Blockchain.com and KuCoin are both rolling out services that connect digital assets to local payment infrastructure in emerging markets, signaling growing institutional comfort with stablecoin-based settlement.
Blockchain.com launched a Brazil-focused payments platform for institutional clients using USDC and USDT for cross-border treasury operations, supplier payments, and payroll. The company says it’s a faster, cheaper alternative to traditional international wire transfers.

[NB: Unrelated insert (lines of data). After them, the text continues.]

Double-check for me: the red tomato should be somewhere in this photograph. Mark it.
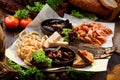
[4,16,19,29]
[20,18,32,28]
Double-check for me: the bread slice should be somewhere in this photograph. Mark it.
[99,0,118,9]
[78,50,94,65]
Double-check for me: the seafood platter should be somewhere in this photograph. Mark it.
[6,6,116,72]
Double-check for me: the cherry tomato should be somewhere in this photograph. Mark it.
[4,16,19,29]
[20,18,32,28]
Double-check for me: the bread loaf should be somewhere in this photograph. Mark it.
[99,0,118,9]
[68,0,112,16]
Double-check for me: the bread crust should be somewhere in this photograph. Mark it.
[68,0,112,16]
[99,0,118,9]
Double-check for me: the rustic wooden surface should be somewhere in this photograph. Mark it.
[0,5,120,80]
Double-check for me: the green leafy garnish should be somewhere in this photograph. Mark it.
[7,59,46,80]
[26,2,44,12]
[14,9,30,19]
[46,0,64,10]
[70,10,97,21]
[33,50,52,67]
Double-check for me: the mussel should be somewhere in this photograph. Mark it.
[41,19,72,35]
[44,47,76,66]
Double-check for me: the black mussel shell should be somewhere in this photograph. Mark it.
[44,47,76,67]
[41,19,72,35]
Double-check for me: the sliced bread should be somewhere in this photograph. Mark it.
[99,0,118,9]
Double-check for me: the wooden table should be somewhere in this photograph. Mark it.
[0,6,120,80]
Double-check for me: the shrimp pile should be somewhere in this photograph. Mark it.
[73,22,112,46]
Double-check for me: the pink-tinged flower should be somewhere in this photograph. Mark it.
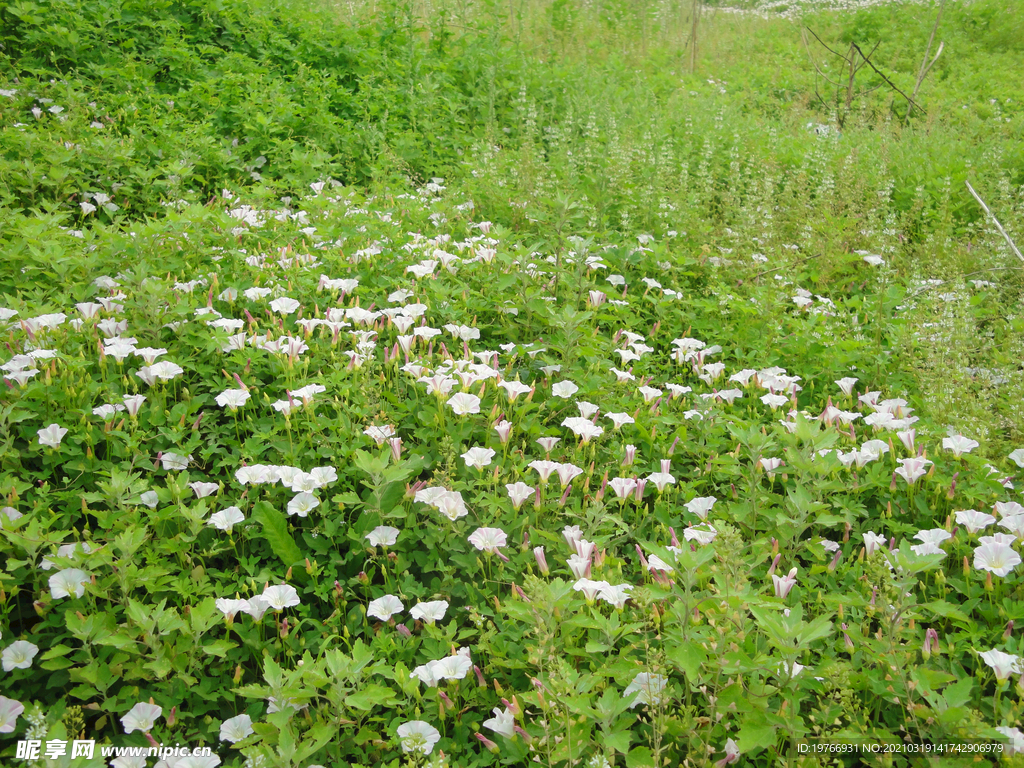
[469,528,508,560]
[608,477,637,501]
[505,482,536,511]
[715,741,741,768]
[910,528,952,555]
[0,696,25,733]
[528,460,561,484]
[685,496,718,520]
[495,420,512,445]
[995,502,1024,517]
[447,392,480,416]
[954,509,995,534]
[942,434,981,457]
[409,600,449,624]
[771,568,797,600]
[462,445,495,470]
[974,537,1021,577]
[260,584,301,611]
[121,701,164,733]
[367,595,406,622]
[896,457,932,485]
[37,424,68,447]
[396,720,441,755]
[978,648,1024,680]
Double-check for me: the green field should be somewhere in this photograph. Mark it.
[0,0,1024,768]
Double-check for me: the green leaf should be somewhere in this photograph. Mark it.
[626,746,657,768]
[253,502,302,567]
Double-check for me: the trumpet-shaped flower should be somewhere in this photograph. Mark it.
[220,715,254,744]
[974,535,1021,577]
[396,720,441,755]
[37,424,68,447]
[462,445,495,470]
[0,696,25,733]
[685,496,718,520]
[207,507,246,534]
[364,525,400,547]
[942,434,981,457]
[447,392,480,416]
[121,701,164,733]
[978,648,1024,680]
[505,482,536,511]
[896,458,932,485]
[2,640,39,672]
[49,568,91,600]
[367,595,406,622]
[409,600,449,624]
[260,584,302,611]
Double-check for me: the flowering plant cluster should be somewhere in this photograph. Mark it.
[0,162,1024,768]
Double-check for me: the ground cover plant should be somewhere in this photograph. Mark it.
[0,3,1024,768]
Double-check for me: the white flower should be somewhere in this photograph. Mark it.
[409,600,449,624]
[37,424,68,447]
[260,584,302,610]
[220,715,254,744]
[397,720,441,755]
[121,701,164,733]
[364,525,400,547]
[160,452,191,472]
[207,507,246,534]
[462,445,495,469]
[978,648,1022,680]
[2,640,39,672]
[623,672,669,709]
[216,389,250,411]
[367,595,406,622]
[0,696,25,733]
[551,381,580,398]
[49,568,91,600]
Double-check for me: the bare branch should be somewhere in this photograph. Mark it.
[852,43,918,106]
[964,181,1024,261]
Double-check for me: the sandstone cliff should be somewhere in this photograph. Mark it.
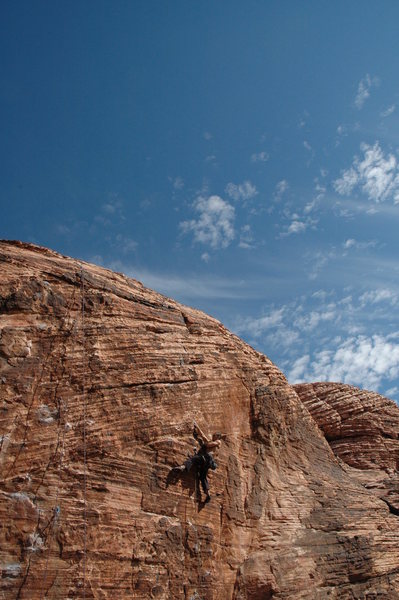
[0,242,399,600]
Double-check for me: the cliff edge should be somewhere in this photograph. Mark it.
[0,242,399,600]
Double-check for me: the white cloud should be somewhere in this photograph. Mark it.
[273,179,290,202]
[239,225,254,249]
[288,335,399,390]
[355,73,379,110]
[380,104,396,119]
[333,142,399,203]
[251,152,270,162]
[286,221,307,235]
[359,289,399,306]
[225,181,258,201]
[180,196,235,248]
[342,238,377,251]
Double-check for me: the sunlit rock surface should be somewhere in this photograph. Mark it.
[0,242,399,600]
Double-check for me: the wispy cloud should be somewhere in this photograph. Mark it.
[180,196,235,248]
[225,180,258,201]
[273,179,290,202]
[251,152,270,162]
[238,225,255,250]
[171,176,184,190]
[333,142,399,203]
[380,104,396,119]
[288,332,399,390]
[235,288,399,390]
[355,73,380,110]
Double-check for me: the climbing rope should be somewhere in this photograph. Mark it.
[40,400,65,600]
[80,267,87,600]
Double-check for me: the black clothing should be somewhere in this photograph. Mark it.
[184,443,217,496]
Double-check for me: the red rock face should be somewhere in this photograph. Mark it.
[0,242,399,600]
[294,383,399,517]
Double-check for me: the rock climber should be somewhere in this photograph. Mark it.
[175,421,222,504]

KuCoin expanded its payment network across Mexico, Bangladesh, and Zambia, integrating with Mexico’s SPEI banking system, Bangladesh’s bKash and Nagad mobile platforms, and MTN and Airtel mobile-money networks in Zambia. Unlike Blockchain.com’s institutional focus, KuCoin is targeting consumer-facing remittance and peer-to-peer payment flows.
The moves reflect broader trends. A recent Bitso report found stablecoin transaction volume among institutional clients grew 81% year-on-year in Latin America during the first half of 2026. Financial institutions accounted for over 60% of new business clients. Chainalysis previously reported that stablecoins are frequently used for multi-million-dollar trade flows between Africa, the Middle East, and Asia.
Trace Finance recently raised $32 million to expand cross-border settlement across Latin America, the US, and Asia-Pacific, having already processed over $10 billion in volume. Regulatory questions remain, however — Brazil’s central bank prohibited virtual assets in certain regulated cross-border payment services in May.